Crédits photos © Gendarmerie nationale / Archives
Une interview du lieutenant-colonel Christophe Plourin, chef du bureau de l’ordre public à la Direction Générale de la Gendarmerie Nationale (DGGN).
Parfois critiquées pour leurs actions de Maintien de l’Ordre (MO), en particulier depuis les récents évènements qui ont entouré la contestation du barrage de Sivens (voir notre post), les forces de l’ordre (Police et Gendarmerie) sont pourtant employées dans un cadre légal d’engagement de maintien de l’ordre strictement établi. C’est ce cadre légal qui a permis au ministre de l’Intérieur, Bernard Cazeneuve, de soutenir l’action des gendarmes mobiles et des CRS au cours des manifestations particulièrement violentes à Sivens.
Même si le maintien de l’ordre n’est pas une science exacte, « il existe une véritable science de l’ordre public en Gendarmerie », nous explique le colonel Christophe Plourin, chef du bureau de l’ordre public à la Direction Générale de la Gendarmerie Nationale (DGGN), en charge de la doctrine d’emploi en ordre public au sein de la Gendarmerie nationale. Depuis les mouvements sociaux qui secouaient le nord et l’est de la France au début du XXè siècle, la Gendarmerie s’intéresse au maintien de l’ordre. La spécialité est donc ancienne et très bien maîtrisée au sein de la Gendarmerie. Cela n’empêche pas des drames pouvant survenir dans des situations extrêmement délicates à gérer pour les forces de l’ordre.
« Nous avons tiré plusieurs grands principes d’actions de maintien de l’ordre consistant à accepter et encadrer un désordre temporaire et localisé », précise le lieutenant-colonel Plourin. Ce que les gendarmes et les policiers appellent plus communément le MO ne consiste pas seulement à placer des gendarmes mobiles ou des CRS face à des manifestants, étant la partie la plus visible de cette mission. « Cela passe aussi par une recherche de renseignement, l’application d’un principe de dissuasion pour montrer nos moyens sans avoir systématiquement à les employer, profiter de notre mobilité de manoeuvre pour intervenir rapidement, occuper le terrain ou encore appliquer une certaine distanciation physique vis-à-vis des manifestants potentiellement violents ». Cette dernière notion étant très française car les forces de l’ordre en France ne cherchent pas obligatoirement le contact avec les manifestants, contrairement à ce qui se pratique dans de nombreux autres pays.
Le cadre légal des manifestations oblige en France leurs organisateurs à être clairement identifiés par les autorités, celles-ci étant représentées par la préfecture de Police. Le ministre de l’Intérieur encadre strictement la bonne tenue de ces manifestations et la réponse des forces de l’ordre à y apporter en cas de débordement. A chaque fois, cette réponse est graduée car « il existe des doctrines d’emploi mais c’est à chaque fois l’analyse de la menace qui déclenche la mobilisation de moyens supplémentaires ».
On peut tout de même identifier trois grands types de manifestations. Les manifestations de faible intensité qui demandent uniquement la présence de gendarmes départementaux ou de policiers de la sécurité public. Les manifestations de moyenne intensité qui requièrent une évaluation des besoins produite en amont, la mobilisation de l’unité de coordination des forces mobiles et l’intervention de gendarmes du Centre de Planification et de Gestion de Crise (CPGC) auprès du commandant de groupement de Gendarmerie où se déroule cette manifestation.
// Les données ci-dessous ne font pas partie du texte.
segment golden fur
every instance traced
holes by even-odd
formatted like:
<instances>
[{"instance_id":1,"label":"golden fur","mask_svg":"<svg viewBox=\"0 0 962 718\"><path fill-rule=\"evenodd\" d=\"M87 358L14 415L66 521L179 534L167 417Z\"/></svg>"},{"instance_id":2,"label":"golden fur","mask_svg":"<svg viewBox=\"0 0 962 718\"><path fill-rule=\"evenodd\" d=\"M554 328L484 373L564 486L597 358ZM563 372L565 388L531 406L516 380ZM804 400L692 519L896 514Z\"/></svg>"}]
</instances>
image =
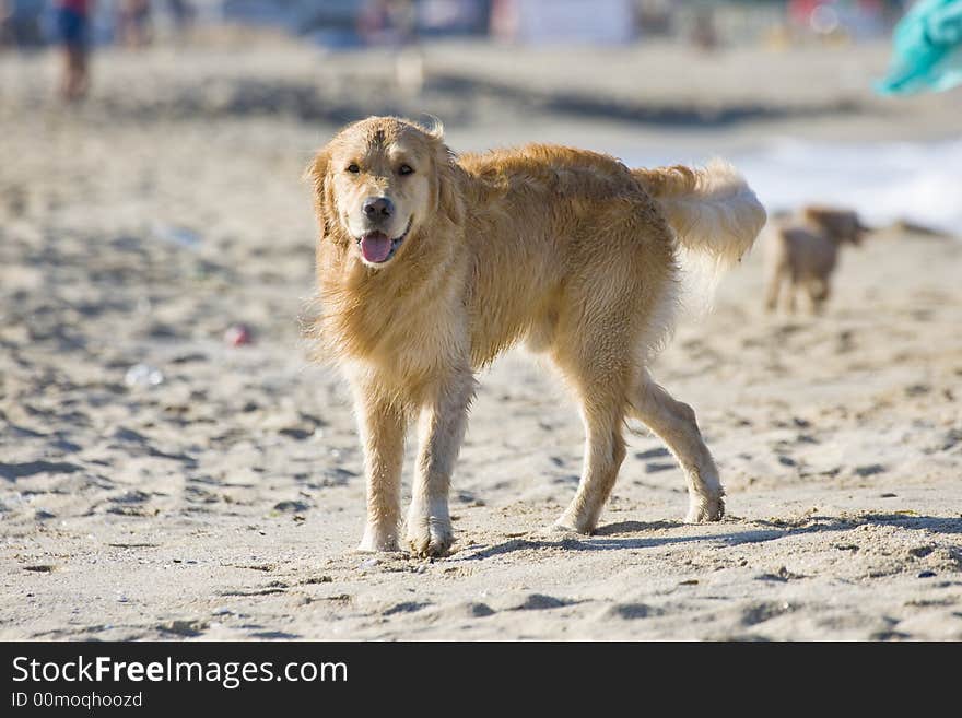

Enfin, le niveau le plus haut, c’est celui de la manifestation de haute intensité. Ce niveau engage des moyens importants pour un évènement comme celui du 70e anniversaire du Débarquement, en Normandie, par exemple. Il ne s’agissait en l’occurence pas de gérer une manifestation mais d’assurer une bulle de sécurité autour d’un site bien précis. « A Sivens, nous étions plutôt entre le deuxième et le troisième niveau » confie le lieutenant-colonel Plourin. Des gendarmes du CPGC ont été déployés sur place pour coordonner l’action des forces de l’ordre avec les autorités administratives. Les autorités et le commandant de groupement sont ainsi en mesure de décider de l’emploi de nouveaux moyens en quelques heures voire en quelques minutes selon l’urgence de la situation.
En France, la Gendarmerie compte compte 11 200 gendarmes mobiles répartis entre 108 escadrons. Elle compte également un groupement blindé (GBGM), basé à Satory.